First, it's not his fault: The state Department of General Services "sets up the lease . . . and sets the price," he tells the Tribune-Review.

Second, he's doing the responsible thing for the environment: "I'm trying to contribute to saving the world by driving a hybrid," he tells me. "People should contribute to fighting global warming."

He also notes that his SUV is 4 years old. He says: "It wasn't a question of picking the highest lease . . . hybrids are a little more expensive. But I really do believe that's the way we should be thinking."

I suggest that if he's concerned about cleaning up the environment, he could take the train between Philly and Harrisburg (the Amtrak station is just a few blocks from the Capitol).

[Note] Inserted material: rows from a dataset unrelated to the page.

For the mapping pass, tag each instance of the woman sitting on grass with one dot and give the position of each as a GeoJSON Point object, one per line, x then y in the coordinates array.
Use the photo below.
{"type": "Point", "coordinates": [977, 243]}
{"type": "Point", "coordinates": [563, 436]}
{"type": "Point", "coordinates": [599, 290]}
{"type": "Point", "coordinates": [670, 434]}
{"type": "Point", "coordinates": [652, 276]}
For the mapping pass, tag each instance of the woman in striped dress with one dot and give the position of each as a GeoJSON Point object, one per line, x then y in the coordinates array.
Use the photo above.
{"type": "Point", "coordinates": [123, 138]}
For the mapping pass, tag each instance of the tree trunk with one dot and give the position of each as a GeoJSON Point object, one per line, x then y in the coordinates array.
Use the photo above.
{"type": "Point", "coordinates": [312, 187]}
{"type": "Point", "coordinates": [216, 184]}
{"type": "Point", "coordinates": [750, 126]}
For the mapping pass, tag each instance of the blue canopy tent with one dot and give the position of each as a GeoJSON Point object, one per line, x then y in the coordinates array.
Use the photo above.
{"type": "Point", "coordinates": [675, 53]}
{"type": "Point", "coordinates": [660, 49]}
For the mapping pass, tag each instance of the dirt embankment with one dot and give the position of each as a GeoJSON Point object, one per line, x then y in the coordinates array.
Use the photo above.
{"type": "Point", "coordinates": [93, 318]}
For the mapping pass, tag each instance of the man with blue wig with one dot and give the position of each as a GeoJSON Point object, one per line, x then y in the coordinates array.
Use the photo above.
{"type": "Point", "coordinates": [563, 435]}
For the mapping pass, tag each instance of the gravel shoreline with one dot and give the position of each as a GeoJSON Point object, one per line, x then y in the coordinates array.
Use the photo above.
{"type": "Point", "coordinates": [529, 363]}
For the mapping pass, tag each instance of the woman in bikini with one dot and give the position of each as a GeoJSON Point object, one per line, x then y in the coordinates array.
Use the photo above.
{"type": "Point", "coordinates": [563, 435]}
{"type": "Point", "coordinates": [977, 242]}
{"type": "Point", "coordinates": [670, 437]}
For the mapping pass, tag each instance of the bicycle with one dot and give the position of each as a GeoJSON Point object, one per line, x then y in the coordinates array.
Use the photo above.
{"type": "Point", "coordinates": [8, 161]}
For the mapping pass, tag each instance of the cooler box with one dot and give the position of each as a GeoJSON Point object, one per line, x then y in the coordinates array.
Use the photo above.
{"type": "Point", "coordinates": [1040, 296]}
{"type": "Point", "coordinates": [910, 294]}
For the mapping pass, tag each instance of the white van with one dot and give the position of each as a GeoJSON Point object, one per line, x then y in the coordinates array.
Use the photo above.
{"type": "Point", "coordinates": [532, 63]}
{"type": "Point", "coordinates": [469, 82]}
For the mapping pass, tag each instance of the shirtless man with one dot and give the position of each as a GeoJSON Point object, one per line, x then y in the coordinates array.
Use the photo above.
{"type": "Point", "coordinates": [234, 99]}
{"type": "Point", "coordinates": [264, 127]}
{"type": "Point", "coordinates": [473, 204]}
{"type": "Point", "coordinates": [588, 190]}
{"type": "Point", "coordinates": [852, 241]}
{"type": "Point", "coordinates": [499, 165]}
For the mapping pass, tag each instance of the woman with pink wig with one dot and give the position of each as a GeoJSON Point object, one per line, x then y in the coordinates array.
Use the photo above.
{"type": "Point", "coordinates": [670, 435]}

"That's true," he says. "I'm not averse to taking the train."

Speaking of cleaning things up, what's with Stack's car washes?

As mentioned, the Pittsburgh newspaper reports he billed taxpayers for $600 worth of car washes over two years.

If these washes are for Stack's state-leased car - a 2009 Dodge Charger; $440 per month, according to Senate records - he could be driving the cleanest Chrysler product in Pennsylvania.

I called two car washes in Northeast Philly: Nu-Look Car Wash on Roosevelt Boulevard and Pit Stop Car Wash on Cottman Avenue. Both told me that a basic wash is $14.

If my math's right, Stack could have had the Charger cleaned once a month, every month for two years, for $336.

So either he's found a higher-priced car wash or gets extras such as sealer wax or undercarriage flush, rust inhibitor or wheel shampoos, no doubt to better protect state property.

Or he's getting washes more often than monthly.

(The only publicly paid car-wash record I'm aware of belongs to state Supreme Court Justice Thomas Saylor, who in 2004 charged taxpayers for 34 washes in one year.)

Stack did not return a phone call seeking comment. A Stack political adviser, Nick Custodio, responded in an email: "We don't have a comment."

And, look, I understand that compared with the benefits and perks we annually give our 253 lawmakers, one large lease and a bunch of washes are but flotsam in a cesspool of waste.

The real problem is larger.

The real problem is an ongoing culture in which taxpayers fund the largest full-time Legislature in America with $83,802 base salaries, heavily subsidized health care, fat pensions and travel expenses on top of about $160 a day for food and lodging, no receipts required.

But take heart: At least a couple of Philly lawmakers use your money for noble purposes.